I very much enjoyed Friday’s low key Spectacle visit with James Taylor. The man’s voice is still smooth as silk and his stories were smart and genuine. He seemed to bring out the best in host Elvis Costello, too, both in the duets and in the questions which were thoughtful and original.

Costello brought Taylor back to his first big pop star moment, the 1971 Lincoln Folk Festival, where the North Carolina-native was top of the bill with The Byrds, Dion and many others. “It was an amazing afternoon of great music,” said Costello, who was there in that audience.
Soft-spoken Taylor said he felt his intimate sound being blown up that day. Instant fame was a jarring transition for him as well as a lot of other young music acts who broke big at the end of the ’60s. “You can say that it killed some people,” said Taylor, who, prodded by Costello, singled out Jimmy Hendrix, Janis Joplin and former Rolling Stone Brian Jones.

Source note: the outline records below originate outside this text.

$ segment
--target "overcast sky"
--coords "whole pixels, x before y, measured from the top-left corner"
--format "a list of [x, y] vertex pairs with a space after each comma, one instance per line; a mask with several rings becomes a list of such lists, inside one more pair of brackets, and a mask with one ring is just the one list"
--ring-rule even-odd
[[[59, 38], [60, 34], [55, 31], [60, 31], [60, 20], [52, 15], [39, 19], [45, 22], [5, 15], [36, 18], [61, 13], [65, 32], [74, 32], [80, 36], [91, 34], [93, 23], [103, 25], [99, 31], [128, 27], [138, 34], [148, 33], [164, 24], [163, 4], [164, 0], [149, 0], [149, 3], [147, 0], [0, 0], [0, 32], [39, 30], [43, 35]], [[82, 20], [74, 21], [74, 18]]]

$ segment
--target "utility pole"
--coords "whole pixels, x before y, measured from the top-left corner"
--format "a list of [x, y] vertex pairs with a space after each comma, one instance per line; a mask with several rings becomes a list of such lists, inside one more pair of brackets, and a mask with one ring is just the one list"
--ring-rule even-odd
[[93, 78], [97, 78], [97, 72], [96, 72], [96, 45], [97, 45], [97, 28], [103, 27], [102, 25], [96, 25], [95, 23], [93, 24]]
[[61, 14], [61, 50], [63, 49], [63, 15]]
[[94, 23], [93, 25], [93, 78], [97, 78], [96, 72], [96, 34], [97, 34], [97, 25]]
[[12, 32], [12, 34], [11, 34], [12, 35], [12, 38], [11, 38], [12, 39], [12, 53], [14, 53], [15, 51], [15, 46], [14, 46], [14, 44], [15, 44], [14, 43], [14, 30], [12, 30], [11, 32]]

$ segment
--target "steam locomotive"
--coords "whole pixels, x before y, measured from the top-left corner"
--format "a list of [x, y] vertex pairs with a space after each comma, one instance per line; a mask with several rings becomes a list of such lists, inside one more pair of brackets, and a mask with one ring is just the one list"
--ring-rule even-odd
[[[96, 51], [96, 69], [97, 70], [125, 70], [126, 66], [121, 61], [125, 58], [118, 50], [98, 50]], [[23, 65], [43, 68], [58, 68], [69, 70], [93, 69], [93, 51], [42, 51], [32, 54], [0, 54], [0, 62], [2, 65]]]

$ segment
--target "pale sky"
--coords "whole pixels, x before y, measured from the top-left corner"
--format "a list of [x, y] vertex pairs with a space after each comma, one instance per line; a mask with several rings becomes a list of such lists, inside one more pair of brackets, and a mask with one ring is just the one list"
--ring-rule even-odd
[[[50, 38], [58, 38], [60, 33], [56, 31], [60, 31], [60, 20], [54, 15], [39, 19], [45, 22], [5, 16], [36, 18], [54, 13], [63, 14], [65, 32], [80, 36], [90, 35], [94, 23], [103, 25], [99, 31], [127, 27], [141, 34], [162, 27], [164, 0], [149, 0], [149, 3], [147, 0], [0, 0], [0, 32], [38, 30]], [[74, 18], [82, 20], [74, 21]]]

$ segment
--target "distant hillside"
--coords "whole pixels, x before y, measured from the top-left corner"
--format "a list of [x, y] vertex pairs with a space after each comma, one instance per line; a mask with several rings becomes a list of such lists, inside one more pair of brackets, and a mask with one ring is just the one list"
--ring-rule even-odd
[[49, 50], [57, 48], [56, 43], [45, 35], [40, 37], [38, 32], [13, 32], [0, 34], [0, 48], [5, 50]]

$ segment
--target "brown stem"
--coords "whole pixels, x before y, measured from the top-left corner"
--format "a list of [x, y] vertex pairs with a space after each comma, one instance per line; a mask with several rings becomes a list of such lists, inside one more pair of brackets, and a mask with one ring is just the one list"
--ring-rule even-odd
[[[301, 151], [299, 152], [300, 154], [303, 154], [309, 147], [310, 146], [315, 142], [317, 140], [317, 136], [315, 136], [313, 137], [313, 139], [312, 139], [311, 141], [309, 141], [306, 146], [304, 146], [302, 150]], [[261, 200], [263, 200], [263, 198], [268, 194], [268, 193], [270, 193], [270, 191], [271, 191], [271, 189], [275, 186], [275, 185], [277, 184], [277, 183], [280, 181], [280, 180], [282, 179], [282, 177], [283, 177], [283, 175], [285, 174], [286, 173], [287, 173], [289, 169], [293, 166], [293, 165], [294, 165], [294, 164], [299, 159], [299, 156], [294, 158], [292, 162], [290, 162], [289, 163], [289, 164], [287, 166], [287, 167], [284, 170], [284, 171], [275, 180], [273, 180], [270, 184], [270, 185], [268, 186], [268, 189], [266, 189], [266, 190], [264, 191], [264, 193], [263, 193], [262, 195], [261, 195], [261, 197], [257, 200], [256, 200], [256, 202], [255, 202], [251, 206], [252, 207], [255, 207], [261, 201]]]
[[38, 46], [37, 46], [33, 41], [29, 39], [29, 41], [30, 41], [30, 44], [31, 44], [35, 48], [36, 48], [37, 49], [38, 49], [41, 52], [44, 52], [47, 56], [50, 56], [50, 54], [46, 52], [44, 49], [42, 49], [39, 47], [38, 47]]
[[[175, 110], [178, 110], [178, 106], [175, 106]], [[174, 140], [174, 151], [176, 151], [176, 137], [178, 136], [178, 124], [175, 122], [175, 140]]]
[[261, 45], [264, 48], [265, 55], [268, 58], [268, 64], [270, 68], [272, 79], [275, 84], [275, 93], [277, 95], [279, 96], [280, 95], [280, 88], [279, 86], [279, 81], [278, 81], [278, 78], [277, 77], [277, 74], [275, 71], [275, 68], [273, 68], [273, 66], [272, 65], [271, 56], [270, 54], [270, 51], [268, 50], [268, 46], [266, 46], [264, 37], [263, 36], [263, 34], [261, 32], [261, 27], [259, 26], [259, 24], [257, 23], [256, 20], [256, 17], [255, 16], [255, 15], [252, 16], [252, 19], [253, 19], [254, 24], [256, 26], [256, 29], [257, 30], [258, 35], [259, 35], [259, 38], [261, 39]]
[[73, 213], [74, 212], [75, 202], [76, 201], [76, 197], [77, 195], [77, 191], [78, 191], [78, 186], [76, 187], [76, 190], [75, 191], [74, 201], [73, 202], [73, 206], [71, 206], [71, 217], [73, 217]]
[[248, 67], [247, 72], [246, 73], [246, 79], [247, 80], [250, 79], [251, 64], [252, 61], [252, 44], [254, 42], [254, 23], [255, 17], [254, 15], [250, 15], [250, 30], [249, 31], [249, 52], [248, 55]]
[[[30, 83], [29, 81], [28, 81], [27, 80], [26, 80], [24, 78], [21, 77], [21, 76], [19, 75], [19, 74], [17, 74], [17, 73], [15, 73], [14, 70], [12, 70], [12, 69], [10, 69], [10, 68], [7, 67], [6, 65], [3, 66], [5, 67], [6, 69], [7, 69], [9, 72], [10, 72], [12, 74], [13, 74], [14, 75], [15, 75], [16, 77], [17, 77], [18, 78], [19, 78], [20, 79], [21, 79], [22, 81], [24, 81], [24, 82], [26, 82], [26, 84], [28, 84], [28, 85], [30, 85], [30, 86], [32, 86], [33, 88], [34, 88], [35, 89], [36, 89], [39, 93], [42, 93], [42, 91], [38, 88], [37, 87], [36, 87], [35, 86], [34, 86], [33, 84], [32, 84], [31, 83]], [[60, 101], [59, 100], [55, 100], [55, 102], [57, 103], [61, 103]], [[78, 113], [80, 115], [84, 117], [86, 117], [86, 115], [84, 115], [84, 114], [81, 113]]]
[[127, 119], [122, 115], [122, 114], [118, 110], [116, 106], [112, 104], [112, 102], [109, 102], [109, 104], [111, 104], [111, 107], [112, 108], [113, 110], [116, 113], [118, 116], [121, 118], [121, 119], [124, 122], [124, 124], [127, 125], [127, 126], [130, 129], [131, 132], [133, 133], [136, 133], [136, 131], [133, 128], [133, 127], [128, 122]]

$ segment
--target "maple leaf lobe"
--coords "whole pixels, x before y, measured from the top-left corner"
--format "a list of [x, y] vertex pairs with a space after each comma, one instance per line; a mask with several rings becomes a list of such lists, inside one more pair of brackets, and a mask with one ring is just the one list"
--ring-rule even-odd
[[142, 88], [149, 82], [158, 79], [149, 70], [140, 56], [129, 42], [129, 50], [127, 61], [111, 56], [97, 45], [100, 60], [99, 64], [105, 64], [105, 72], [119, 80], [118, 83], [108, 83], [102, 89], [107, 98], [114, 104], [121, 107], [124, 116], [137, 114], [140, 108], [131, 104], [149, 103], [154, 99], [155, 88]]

“The transition of becoming the product, of being at the centre of the popular culture, that’s a big deal, a shock,” he said.
Taylor, who has spoken publicly about his struggle with drug addiction, also allowed later that the rock and roll lifestyle nearly took his own life. “By all rights I really shouldn’t be here at all–about five times,” he said. “Just stupid mistakes.” It was all very intimate and interesting.
Ratings for this CTV music series continue to stick around the 600,000 mark, with BBM Canada counting 576,000 on their “commercial” overnight estimates. This Friday: Costello sits while series exec producer Elton John quizzes Costello’s misses, Diana Krall.
In other weekend numbers, some scheduling oddities ensured that the NHL playoffs seem to be playing to ever smaller rooms. CBC Saturday saw an early game draw 542,000 and a late game pull another 551,000; a 7 p.m. movie pulled a meager 176,000. TSN took advantage Saturday night scoring 882,000 for a game at Hockey Night in Canada’s normal 7 p.m. hour.
Other weekend numbers: Friday’s Flashpoint continues to perform very well in Canada, drawing an estimated 1,277,000 “commercial” viewers. CTV’s big Sunday imports rolled to victory with big commercial tallys for The Amazing Race (2,178,000) Desperate Housewives (1,615,000) and The Mentalist (1,288,000). New TV ‘toons Bob & Doug (265,000) and Sit Down, Shut Up (401,000) are so far not catching fire on Global’s night of animated comedies.